Foot deformities in Larsen syndrome usually include equinovarus or equinovalgus. Foot deformities are usually addressed after the knee and hip have been stabilized. As with other congenital foot problems involving significant equinus, waiting until the patient is ambulatory and fully weight bearing is beneficial in terms of maintaining correction. Although operative treatment is frequently required for equinovarus deformities, it is not unreasonable to attempt closed correction with casting or other stretching techniques while the hip and knee joints are undergoing treatment. The equinus of Larsen syndrome tends to be resistant, however, and Achilles tendon lengthening and posterior release will likely be required to achieve a plantigrade foot. Because of the overall ligamentous laxity, caution is recommended when releasing other components of the clubfoot, because hyperpronated valgus overcorrection is common. An apparently rigid clubfoot in an infant may later become pathologically flexible. Minimal release of the equinus and hindfoot varus in a 1-year-old who has completed treatment for other joint dislocations may be all that is required.
Equinovalgus deformities may not require treatment at all or may require only Achilles tendon lengthening. Patients with Larsen syndrome also tend to develop serpentine or Z-foot deformities, in which hindfoot valgus is combined with forefoot adductus ( Fig. 37.25 ).
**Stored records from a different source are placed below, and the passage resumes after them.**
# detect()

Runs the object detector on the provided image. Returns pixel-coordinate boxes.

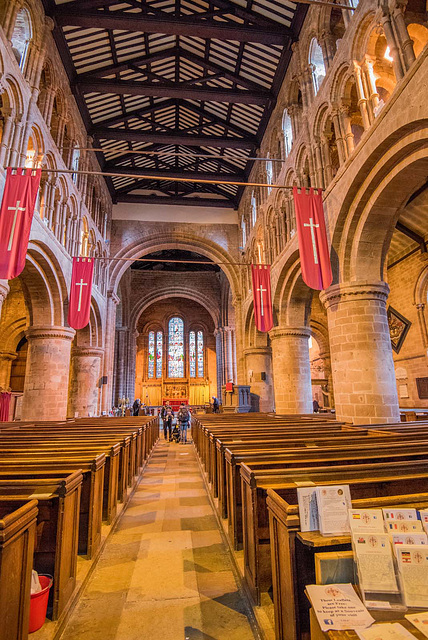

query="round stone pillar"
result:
[68,347,104,418]
[320,282,400,424]
[22,327,76,420]
[269,327,313,414]
[244,347,274,412]
[0,351,17,389]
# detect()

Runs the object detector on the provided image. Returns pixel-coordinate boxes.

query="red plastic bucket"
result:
[30,575,52,633]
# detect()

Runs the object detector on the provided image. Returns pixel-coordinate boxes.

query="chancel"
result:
[0,0,428,640]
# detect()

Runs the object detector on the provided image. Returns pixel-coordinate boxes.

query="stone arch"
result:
[333,120,428,282]
[273,251,313,327]
[19,240,67,326]
[109,232,239,297]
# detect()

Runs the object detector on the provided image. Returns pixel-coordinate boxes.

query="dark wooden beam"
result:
[54,10,292,46]
[114,167,245,182]
[75,79,272,105]
[115,194,237,209]
[92,127,254,149]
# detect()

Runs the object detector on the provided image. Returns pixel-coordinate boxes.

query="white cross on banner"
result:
[293,187,333,291]
[68,258,94,329]
[0,167,41,280]
[251,264,273,332]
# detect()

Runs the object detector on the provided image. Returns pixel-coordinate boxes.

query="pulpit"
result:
[221,384,251,413]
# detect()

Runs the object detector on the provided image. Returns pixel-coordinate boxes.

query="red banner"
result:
[0,167,42,280]
[68,258,94,329]
[293,187,333,290]
[251,264,273,332]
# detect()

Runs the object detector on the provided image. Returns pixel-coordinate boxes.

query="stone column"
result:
[22,326,76,420]
[0,351,17,389]
[68,347,104,418]
[269,327,313,414]
[244,347,274,412]
[0,280,10,317]
[320,282,400,424]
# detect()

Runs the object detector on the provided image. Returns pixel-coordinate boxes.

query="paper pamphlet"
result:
[358,622,415,640]
[391,533,428,545]
[349,509,385,533]
[352,533,399,593]
[297,487,320,531]
[317,484,352,536]
[404,611,428,638]
[386,520,423,533]
[396,544,428,608]
[306,584,374,631]
[382,509,418,520]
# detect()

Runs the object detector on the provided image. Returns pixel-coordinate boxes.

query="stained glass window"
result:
[168,318,184,378]
[189,331,196,378]
[156,331,163,378]
[149,331,155,378]
[198,331,204,378]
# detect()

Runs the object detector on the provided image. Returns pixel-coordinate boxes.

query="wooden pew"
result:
[241,460,428,604]
[267,485,428,640]
[0,500,38,640]
[0,471,82,620]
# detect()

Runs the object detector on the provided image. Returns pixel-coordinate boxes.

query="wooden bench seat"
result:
[241,460,428,604]
[0,499,38,640]
[0,471,82,620]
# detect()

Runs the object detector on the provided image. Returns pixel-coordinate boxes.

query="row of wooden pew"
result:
[193,414,428,640]
[0,416,159,640]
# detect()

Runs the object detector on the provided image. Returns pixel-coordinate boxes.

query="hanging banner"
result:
[0,167,42,280]
[68,258,94,329]
[293,187,333,291]
[251,264,273,333]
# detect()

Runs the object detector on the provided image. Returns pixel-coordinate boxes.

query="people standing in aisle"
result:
[213,396,220,413]
[177,403,190,444]
[132,398,141,416]
[162,404,174,442]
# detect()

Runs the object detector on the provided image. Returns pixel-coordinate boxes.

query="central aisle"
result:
[61,440,255,640]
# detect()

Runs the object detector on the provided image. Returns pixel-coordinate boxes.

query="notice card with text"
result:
[317,484,352,536]
[396,544,428,609]
[352,533,398,593]
[358,622,415,640]
[306,584,374,631]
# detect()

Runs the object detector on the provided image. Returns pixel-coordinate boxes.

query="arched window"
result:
[309,38,325,95]
[241,218,247,249]
[149,331,155,378]
[196,331,204,378]
[189,331,204,378]
[11,9,33,69]
[189,331,196,378]
[266,156,273,195]
[282,109,293,157]
[168,318,184,378]
[71,147,80,184]
[251,191,257,227]
[156,331,163,378]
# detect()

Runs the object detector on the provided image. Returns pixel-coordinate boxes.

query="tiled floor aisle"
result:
[61,440,254,640]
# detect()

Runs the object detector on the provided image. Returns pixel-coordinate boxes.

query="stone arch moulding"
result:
[129,287,220,331]
[332,123,428,282]
[19,241,67,326]
[109,233,239,297]
[273,251,313,327]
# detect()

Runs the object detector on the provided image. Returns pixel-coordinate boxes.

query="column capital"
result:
[320,281,389,309]
[0,280,10,304]
[244,347,272,356]
[25,326,76,342]
[269,327,312,340]
[71,347,104,358]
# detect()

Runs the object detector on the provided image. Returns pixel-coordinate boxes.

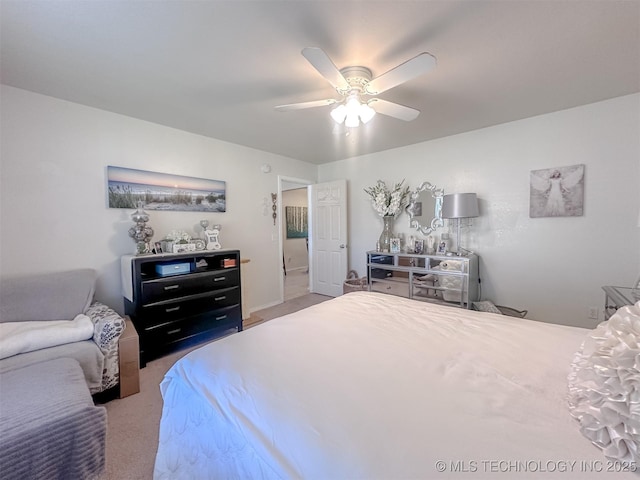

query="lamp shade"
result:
[442,193,479,218]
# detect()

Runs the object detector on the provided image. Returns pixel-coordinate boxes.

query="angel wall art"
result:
[529,165,584,218]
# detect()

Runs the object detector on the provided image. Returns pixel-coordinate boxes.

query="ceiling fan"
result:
[275,47,436,127]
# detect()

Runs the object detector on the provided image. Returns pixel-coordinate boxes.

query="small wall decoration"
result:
[284,207,309,238]
[107,166,227,212]
[389,237,400,253]
[529,165,584,218]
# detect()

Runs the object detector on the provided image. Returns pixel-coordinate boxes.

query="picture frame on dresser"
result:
[389,237,400,253]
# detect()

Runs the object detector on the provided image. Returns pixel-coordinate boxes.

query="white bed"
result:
[154,292,639,480]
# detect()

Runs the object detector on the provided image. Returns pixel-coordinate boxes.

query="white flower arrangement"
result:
[364,180,409,217]
[165,230,191,243]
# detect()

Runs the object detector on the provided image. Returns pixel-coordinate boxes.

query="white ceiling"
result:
[0,0,640,164]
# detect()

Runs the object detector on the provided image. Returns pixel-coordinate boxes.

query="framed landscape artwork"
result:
[284,207,309,238]
[107,166,227,212]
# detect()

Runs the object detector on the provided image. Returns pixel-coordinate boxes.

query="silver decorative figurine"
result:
[129,202,153,255]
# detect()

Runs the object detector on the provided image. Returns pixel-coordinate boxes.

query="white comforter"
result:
[154,292,637,479]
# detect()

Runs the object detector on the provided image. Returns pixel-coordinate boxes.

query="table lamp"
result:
[442,193,479,256]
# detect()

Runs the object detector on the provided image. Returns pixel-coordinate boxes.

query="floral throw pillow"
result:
[568,302,640,463]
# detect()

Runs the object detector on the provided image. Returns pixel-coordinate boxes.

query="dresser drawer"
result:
[142,287,240,325]
[141,268,239,304]
[144,305,242,350]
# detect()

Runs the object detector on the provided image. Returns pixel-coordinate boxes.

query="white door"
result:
[309,180,347,297]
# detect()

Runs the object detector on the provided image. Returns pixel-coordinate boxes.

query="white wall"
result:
[0,86,640,326]
[0,86,317,313]
[318,94,640,327]
[281,187,309,271]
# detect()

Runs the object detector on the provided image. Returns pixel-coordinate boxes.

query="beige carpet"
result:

Because of the ligamentous laxity, the feet of patients with Larsen syndrome frequently appear to have significant deformity in the weight-bearing position but remain asymptomatic. Surgical intervention is rarely required, and supportive shoes or orthoses are usually sufficient. On occasion, however, it may be necessary to correct the hyperpronated portion of the deformity by hindfoot stabilization.
Congenital dislocation of the elbow or radial head is a fairly frequent finding in patients with Larsen syndrome but rarely requires treatment. , Patients with radial head dislocation are treated like any other patients with this congenital deformity; excision of the radial head is performed at maturity if the patient is symptomatic. Because the arms remain functional, with an adequate range of motion of the elbow, the skeletal anomaly is generally ignored. In the more severe situation of humeroulnar dislocation, the deformity appears to require treatment in that the elbows are frequently in a flexed position, with webbing and significant contracture (see Fig. 37.18 ). However, because of the bizarre absence of a distal humerus in these patients, treatment is generally declined because of the inability to restore a normal articulation by open reduction. Proximal radioulnar synostosis, although reported in two-thirds of the patients in Laville and associates’ series, is an uncommon elbow abnormality with few therapeutic implications because of the lack of symptoms or functional impairment.